Epidemiological data has shown year after year that infections in the United States are disproportionately concentrated among sexual minorities, with young Black and Latino men-who-have-sex-with-men among the highest risk groups. It was precisely the language of public health used in the last sentence that became the focus of the group’s analysis. They found it either evasive or offensive. “Disproportionately concentrated” was translated into “people who are not middle class, white, and straight,” and “men-who-have-sex-with-men” was dismissed as reductively mechanical and inappropriately applied to pre-operative transsexuals. This was a misreading of the bodies or, more accurately, the embodiments of members of the group.

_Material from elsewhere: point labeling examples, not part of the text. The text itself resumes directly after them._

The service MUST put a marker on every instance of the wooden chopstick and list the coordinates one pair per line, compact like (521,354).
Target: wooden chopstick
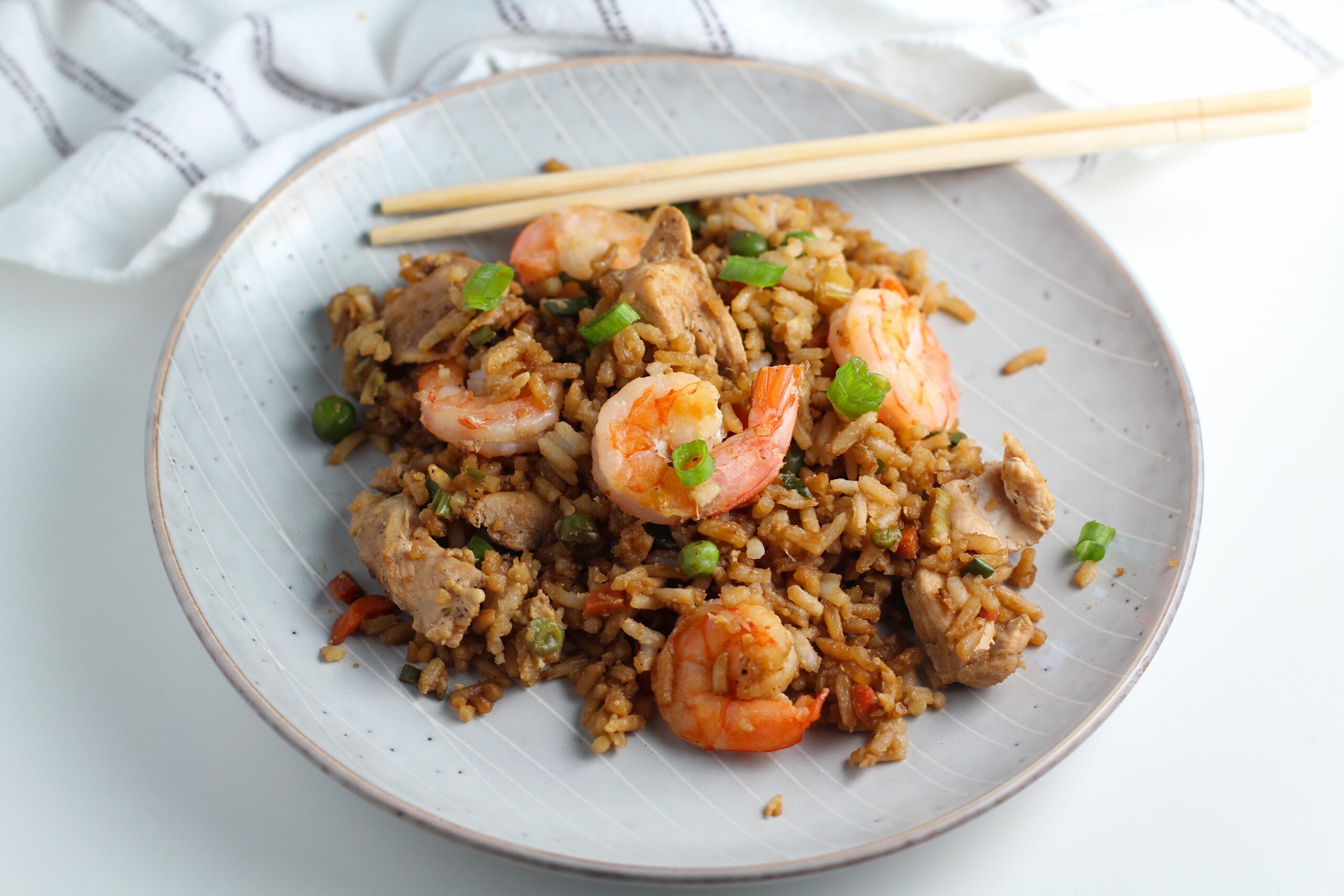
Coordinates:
(533,186)
(854,167)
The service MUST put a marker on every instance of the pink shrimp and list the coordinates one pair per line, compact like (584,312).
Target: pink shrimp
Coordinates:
(886,330)
(572,238)
(639,428)
(721,676)
(495,429)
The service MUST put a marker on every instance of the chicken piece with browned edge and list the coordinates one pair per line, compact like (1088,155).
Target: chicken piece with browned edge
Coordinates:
(440,587)
(671,289)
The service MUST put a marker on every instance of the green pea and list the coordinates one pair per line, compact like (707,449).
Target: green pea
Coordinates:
(692,217)
(699,558)
(579,531)
(334,418)
(543,637)
(747,242)
(885,537)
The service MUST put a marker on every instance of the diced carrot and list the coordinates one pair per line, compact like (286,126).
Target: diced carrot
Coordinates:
(603,601)
(865,700)
(366,608)
(909,546)
(344,589)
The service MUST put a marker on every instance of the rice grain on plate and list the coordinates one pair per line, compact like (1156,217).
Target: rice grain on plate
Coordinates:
(878,546)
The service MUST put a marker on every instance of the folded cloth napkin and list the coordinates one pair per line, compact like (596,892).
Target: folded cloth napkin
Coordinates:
(132,131)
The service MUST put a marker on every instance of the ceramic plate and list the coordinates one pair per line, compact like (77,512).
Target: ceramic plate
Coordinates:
(252,520)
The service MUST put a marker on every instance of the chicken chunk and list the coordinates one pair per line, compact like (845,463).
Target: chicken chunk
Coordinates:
(441,589)
(995,657)
(1009,500)
(671,289)
(518,520)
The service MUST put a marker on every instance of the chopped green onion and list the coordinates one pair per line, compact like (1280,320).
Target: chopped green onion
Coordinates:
(753,272)
(1098,532)
(979,567)
(692,217)
(543,637)
(855,392)
(487,285)
(1086,550)
(885,537)
(692,462)
(334,418)
(579,531)
(1093,541)
(747,242)
(792,481)
(568,307)
(479,547)
(662,535)
(699,558)
(608,324)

When I introduced information on research being done at that point into the relationship between “stigma,” “social exclusion,” “social violence,” and risk, its took only a brief time before someone stated that what I was really talking about was hatred, the fact that some people are hated and should simply die. These new terms became the language of the classroom. Incidentally, in the Ballroom scene, this sort of critical dismantling is known as “a read” and is not far from what literary critics or cultural theorists mean when they go about “reading” a text. The sting in the tail of this activity is simply more openly celebrated and valued in the Ballroom community. It is also why two people Voguing on a runway at a Ball is called “a battle.” Each aims to dismantle choreographically the performance of the other in order to construct something more insightful, more entertaining and more thrilling in the process. This dismantling and one-upmanship too is a relation to the past.

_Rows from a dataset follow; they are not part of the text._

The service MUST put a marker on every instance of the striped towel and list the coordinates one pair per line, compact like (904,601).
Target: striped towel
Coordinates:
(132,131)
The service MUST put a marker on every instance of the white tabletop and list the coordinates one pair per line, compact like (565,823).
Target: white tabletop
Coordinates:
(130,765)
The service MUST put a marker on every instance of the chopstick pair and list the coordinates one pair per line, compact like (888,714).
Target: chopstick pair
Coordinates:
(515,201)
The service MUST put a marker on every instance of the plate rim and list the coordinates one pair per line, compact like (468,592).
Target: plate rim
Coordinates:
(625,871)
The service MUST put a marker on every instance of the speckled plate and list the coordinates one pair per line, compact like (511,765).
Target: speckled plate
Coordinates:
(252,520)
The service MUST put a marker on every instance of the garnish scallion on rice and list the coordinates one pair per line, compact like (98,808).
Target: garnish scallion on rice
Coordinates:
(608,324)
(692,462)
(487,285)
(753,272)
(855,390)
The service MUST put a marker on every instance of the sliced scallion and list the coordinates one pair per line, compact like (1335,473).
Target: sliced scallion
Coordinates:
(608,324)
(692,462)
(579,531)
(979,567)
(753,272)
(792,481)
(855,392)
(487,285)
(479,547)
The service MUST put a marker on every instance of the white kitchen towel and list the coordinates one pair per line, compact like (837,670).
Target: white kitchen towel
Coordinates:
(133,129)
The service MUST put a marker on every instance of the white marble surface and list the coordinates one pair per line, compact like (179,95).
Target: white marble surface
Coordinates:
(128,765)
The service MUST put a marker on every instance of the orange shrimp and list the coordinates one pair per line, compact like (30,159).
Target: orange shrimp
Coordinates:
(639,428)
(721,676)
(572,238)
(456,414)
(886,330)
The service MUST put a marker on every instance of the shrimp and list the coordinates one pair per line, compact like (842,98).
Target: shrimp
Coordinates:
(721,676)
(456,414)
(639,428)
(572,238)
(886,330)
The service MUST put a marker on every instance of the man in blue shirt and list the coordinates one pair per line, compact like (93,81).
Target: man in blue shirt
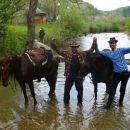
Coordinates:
(120,68)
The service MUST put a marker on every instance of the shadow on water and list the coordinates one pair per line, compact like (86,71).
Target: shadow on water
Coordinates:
(51,114)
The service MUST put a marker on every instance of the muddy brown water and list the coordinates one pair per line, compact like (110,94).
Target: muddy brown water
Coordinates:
(51,114)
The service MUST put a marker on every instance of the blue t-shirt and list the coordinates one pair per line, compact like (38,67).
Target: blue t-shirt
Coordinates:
(117,57)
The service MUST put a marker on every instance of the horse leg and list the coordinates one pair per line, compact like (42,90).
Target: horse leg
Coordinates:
(95,90)
(31,86)
(52,83)
(107,87)
(23,87)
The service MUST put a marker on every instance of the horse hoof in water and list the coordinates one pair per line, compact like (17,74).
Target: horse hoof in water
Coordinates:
(35,103)
(51,94)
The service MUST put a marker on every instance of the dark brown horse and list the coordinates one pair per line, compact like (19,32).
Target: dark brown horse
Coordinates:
(101,70)
(25,71)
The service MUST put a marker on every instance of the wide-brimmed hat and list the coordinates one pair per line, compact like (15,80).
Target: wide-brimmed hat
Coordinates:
(112,39)
(74,44)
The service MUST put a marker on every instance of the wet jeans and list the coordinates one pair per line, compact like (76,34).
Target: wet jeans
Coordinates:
(118,77)
(68,85)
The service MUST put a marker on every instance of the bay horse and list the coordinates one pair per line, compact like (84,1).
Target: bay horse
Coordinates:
(25,71)
(101,69)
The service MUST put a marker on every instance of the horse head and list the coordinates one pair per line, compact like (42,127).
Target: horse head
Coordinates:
(5,70)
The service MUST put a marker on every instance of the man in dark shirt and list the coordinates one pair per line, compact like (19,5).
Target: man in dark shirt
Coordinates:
(41,35)
(72,66)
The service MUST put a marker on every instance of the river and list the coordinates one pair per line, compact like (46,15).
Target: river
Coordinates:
(51,114)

The response to the question of what we might learn resulted in two suggestions. First, that we investigate why is it that poor, non-white, queer folks are more infected than others. This initiated a new curriculum concerned with histories of exclusion, discrimination and violence. The second, that we organize classes about love. Not the psychology of love as much as its epistemology. What do we become in love, what does love teach us, and what does it mean to organize as a collective and community bound in love. This curriculum focused on many things, among them the difficult question of why we might risk our lives and the lives of others. Two of the group died of AIDS-related conditions before the year was out and a number became infected in the same period, a sure confirmation that knowledge may be necessary but not sufficient to protecting oneself. A second key focus of this curriculum was our work as artists, for we were all, in one respect or another, artists.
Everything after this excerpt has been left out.